Background/aims: The aim of this study was to evaluate the effect and the toxicity of prophylactic adjuvant hepatic arterial infusion chemotherapy (HAIC) on liver metastases and on overall survival of Dukes C colorectal cancer patients.
Methodology: Ninety patients in whom Dukes C colorectal cancer was diagnosed and were treated with curative resection between 1993 and 1997 underwent HAIC. The HAIC regimen consisted of a 24-hour continuous infusion of 1500 mg of 5-fluorouracil, administered once a week for 8 weeks, utilizing a portable infusion drug delivery system to ambulatory patients. Patients to whom 7 g or more of 5-fluorouracil could be given were included in the HAIC group, which resulted in 70 of the 90 patients being in this group. The HAIC group overall survival and liver recurrence rates were compared with those of 62 non-treated cases of Dukes C, which formed the non-HAIC control group.

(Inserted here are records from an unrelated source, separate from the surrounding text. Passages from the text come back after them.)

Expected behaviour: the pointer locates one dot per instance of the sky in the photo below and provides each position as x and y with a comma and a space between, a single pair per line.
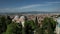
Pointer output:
8, 6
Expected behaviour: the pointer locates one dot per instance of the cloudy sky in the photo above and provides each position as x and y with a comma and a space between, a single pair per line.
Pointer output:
29, 5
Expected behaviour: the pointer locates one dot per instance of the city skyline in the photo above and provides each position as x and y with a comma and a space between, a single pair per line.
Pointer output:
29, 5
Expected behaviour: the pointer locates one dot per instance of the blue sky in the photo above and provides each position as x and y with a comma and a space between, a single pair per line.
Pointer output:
29, 5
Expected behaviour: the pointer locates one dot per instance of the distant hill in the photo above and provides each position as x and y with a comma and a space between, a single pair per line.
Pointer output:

Results: There were no serious toxic effects in this study. Significant differences were seen in the cumulative overall 5-year survival (HAIC group, 84.1%; non-HAIC group, 65.2%; p=0.0369). The cumulative 5-year liver metastasis-free rate was 92.7% in the HAIC group and 78.6% in the non-HAIC group (p=0.0649). In cases of distal lymph node metastasis, a risk factor for liver metastasis, the cumulative 5-year liver metastasis-free rate in the HAIC group (91.7%) was significantly higher than that in the non-HAIC group (58.6%; p=0.0268).
Conclusions: HAIC effectively prevents metachronous liver metastasis, especially in patients with pre-existing distal lymph node metastases, and improves the prognosis of advanced colorectal cancer.